In 2017, President Trump repealed Obama’s executive order for young immigrants, Dreamers, called Deferred Action for Childhood Arrivals (DACA), which allowed them temporary status in the United States. The repeal took effect in September and advocates have been fighting since then to restore DACA and pass the Dream Act, which would create a path to citizenship. We speak with two immigrant’s rights advocates, Mani Martinez of Cosecha Movement and Juan Escalante of America’s Voice, about the impacts of current immigration policies and what it would take to permanently protect immigrants in the United States.
Relevant articles and websites:
DACA 101: What It Feels Like To Be A Dreamer, by Juan Escalante
The White House Dreamer Deal Isn’t A Compromise. It’s A Racist Ransom Note, by Juan Escalante
Mani Martinez is a grassroots artist and activist with the Cosecha Movement in New Jersey. Mani also works for Popular Resistance.

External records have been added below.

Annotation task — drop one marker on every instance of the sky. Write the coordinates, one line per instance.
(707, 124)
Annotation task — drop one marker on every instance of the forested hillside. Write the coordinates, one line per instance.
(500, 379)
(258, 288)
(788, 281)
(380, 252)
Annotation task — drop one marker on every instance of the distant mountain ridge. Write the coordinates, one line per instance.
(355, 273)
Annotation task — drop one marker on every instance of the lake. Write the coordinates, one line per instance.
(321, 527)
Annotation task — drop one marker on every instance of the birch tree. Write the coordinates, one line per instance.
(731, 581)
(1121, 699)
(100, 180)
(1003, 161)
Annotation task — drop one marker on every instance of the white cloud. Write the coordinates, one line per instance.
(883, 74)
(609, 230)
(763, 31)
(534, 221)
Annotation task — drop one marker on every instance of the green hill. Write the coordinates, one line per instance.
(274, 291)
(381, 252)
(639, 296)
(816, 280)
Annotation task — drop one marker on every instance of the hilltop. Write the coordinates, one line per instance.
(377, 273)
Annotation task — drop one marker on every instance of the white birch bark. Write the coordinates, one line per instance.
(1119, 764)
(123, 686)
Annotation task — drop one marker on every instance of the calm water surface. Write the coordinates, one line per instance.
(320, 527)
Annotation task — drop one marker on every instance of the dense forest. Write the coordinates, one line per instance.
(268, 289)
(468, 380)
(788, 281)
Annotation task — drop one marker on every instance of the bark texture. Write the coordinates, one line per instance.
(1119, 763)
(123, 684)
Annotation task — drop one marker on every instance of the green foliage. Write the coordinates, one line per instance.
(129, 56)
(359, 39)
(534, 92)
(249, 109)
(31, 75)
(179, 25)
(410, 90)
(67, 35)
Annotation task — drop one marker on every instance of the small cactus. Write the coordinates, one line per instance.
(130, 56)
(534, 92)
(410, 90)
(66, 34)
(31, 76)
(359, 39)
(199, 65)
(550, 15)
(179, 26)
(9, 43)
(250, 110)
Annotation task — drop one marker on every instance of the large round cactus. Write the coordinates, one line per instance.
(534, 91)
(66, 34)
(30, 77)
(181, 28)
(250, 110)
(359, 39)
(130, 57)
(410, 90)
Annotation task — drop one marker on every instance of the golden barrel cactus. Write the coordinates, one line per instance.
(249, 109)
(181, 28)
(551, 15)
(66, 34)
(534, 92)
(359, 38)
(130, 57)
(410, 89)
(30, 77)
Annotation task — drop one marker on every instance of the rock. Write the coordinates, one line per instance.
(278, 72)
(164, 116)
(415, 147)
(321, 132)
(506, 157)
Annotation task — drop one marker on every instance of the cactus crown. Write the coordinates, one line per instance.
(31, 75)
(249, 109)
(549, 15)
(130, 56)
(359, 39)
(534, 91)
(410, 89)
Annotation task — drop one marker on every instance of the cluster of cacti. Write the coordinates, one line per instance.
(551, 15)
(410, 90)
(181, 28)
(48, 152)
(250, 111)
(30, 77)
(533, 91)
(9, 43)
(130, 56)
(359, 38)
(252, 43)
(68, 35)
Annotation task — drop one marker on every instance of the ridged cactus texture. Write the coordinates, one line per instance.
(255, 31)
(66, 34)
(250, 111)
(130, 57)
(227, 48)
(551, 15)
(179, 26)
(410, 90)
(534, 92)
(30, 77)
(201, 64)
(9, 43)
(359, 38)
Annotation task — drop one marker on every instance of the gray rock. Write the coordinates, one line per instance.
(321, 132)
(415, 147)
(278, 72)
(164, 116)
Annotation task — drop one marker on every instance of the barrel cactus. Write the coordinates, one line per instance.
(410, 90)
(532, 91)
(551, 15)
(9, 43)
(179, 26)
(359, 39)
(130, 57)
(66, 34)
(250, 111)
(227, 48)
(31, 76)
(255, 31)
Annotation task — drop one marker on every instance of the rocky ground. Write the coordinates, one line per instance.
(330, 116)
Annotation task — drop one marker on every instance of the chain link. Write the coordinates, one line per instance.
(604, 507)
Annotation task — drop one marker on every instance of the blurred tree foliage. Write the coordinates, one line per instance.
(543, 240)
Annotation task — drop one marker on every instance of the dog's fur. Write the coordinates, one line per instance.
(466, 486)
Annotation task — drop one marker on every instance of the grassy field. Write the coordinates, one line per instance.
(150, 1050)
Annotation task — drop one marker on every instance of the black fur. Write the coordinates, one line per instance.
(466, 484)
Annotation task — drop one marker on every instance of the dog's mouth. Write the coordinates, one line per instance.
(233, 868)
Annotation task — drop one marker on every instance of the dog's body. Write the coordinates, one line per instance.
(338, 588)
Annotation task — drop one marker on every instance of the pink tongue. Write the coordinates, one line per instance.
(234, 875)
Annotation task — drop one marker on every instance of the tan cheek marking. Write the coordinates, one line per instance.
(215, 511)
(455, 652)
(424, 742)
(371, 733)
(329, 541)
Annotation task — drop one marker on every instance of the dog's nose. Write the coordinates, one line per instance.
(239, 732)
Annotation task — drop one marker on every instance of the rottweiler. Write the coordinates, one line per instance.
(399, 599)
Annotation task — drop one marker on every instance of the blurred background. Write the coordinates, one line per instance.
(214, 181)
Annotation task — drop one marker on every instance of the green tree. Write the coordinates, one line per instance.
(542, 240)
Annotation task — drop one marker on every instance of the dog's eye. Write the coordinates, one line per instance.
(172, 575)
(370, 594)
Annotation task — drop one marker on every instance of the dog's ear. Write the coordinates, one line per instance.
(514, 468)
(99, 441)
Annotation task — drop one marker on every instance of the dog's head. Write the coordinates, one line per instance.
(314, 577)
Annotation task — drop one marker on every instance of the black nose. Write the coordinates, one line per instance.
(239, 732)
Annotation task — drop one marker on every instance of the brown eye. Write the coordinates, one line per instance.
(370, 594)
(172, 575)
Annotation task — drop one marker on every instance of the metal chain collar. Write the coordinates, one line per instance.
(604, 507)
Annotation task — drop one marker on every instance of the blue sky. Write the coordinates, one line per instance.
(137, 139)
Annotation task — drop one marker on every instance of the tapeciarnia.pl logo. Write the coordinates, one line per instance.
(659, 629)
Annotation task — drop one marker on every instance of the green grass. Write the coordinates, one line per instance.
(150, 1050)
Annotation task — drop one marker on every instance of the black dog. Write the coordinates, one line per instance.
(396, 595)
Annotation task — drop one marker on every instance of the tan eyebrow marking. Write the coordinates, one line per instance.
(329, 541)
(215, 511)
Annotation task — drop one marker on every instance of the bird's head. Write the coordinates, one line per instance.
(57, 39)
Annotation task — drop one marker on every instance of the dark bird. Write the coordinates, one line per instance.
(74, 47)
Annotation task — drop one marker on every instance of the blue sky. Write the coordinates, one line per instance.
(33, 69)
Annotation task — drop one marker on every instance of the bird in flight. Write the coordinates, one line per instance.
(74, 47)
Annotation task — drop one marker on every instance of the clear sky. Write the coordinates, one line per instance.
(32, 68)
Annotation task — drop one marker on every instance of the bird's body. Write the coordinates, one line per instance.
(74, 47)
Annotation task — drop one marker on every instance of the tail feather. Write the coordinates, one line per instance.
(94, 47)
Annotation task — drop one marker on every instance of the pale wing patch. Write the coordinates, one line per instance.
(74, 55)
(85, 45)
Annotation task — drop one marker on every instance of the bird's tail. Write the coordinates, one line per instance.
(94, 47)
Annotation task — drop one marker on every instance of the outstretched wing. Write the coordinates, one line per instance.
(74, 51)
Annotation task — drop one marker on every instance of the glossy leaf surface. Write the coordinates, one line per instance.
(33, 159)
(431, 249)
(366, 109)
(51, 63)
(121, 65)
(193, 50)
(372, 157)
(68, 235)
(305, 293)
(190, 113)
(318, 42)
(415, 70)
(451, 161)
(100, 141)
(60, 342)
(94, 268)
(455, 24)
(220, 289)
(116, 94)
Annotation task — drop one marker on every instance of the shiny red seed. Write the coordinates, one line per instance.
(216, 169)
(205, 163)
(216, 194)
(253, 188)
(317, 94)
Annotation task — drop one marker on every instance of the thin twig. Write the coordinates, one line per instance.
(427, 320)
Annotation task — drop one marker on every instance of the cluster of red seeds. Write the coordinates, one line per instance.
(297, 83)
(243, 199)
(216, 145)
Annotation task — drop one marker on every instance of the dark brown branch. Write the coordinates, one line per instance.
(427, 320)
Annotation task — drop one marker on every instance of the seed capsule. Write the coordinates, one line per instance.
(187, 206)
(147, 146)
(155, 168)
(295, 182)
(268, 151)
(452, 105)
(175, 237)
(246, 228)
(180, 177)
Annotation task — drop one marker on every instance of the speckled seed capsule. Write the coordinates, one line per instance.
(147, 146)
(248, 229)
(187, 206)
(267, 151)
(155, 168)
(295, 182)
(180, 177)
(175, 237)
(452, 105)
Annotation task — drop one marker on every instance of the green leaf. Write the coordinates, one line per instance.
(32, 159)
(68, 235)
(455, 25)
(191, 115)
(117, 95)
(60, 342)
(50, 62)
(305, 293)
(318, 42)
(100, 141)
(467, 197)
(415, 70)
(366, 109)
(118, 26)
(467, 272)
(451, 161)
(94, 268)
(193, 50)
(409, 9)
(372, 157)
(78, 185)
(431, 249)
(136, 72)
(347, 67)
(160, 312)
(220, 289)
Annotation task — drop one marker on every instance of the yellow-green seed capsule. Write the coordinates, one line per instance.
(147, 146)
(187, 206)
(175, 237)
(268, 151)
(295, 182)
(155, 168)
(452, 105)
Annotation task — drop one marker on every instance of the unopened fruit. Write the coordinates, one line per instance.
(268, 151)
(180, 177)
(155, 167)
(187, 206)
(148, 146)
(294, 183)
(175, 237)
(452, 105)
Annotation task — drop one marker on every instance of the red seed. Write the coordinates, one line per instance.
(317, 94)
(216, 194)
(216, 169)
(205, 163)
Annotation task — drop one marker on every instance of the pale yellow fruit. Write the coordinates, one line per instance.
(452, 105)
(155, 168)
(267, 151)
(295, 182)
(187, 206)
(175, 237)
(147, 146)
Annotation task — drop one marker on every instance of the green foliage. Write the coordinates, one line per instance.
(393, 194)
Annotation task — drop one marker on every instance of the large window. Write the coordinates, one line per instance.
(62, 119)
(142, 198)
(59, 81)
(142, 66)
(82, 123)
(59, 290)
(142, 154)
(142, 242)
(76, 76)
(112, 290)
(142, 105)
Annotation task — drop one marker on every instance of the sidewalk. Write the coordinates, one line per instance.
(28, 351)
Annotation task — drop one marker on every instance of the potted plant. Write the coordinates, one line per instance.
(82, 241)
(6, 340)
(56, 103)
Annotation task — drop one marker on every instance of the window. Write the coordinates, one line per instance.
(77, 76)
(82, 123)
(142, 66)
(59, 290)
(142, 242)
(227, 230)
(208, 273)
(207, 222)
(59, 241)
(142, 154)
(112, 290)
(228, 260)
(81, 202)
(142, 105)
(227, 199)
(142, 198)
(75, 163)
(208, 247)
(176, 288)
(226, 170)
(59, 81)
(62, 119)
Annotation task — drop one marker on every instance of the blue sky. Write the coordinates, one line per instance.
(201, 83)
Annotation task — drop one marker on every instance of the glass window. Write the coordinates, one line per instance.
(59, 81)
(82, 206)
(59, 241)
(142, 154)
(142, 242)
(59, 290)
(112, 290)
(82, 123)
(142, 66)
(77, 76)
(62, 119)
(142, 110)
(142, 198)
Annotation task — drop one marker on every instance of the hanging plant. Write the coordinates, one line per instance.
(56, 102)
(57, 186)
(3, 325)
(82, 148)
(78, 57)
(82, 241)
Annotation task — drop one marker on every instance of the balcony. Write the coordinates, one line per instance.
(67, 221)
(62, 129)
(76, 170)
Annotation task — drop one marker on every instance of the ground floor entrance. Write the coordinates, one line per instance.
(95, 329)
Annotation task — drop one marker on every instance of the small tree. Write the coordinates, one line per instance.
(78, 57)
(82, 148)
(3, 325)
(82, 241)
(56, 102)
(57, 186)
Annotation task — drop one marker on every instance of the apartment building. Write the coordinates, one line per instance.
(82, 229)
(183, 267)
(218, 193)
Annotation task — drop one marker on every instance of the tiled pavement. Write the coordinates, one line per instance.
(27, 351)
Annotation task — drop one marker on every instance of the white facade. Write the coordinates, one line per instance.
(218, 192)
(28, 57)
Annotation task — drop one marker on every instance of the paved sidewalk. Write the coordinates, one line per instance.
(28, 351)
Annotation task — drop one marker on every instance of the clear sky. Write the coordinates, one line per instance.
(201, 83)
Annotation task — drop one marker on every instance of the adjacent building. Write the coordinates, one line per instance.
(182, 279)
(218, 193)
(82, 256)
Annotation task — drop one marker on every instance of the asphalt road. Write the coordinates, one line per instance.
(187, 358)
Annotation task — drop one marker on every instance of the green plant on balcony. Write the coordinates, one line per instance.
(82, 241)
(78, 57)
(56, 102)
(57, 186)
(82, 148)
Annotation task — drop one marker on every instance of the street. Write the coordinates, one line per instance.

Juan Escalante: With much foresight to the oncoming political violence, Juan Escalante’s parents fled Venezuela, with Juan and his two brothers in tow, for the United States in 2000. In 2006, an immigration attorney mishandled the Escalante’s case, and they lost status. After six years of legal fees and paying taxes, the Escalantes were unable to gain legal status.
By the time President Obama announced the Deferred Action for Childhood Arrivals (DACA) program in 2012, Juan had graduated from Florida State University with a political science degree, fought (and lost) two legislative fights in support of the Dream Act, and helped organize thousands of Dreamers from all across the country. Since 2013, Juan and his brothers have been protected from deportation under DACA.
With DACA, Juan was able to return to FSU for a Master’s degree in public administration and get a job in immigration advocacy, as the Communications Manager for America’s Voice. Juan is a Tallahassee resident and a coffee fanatic.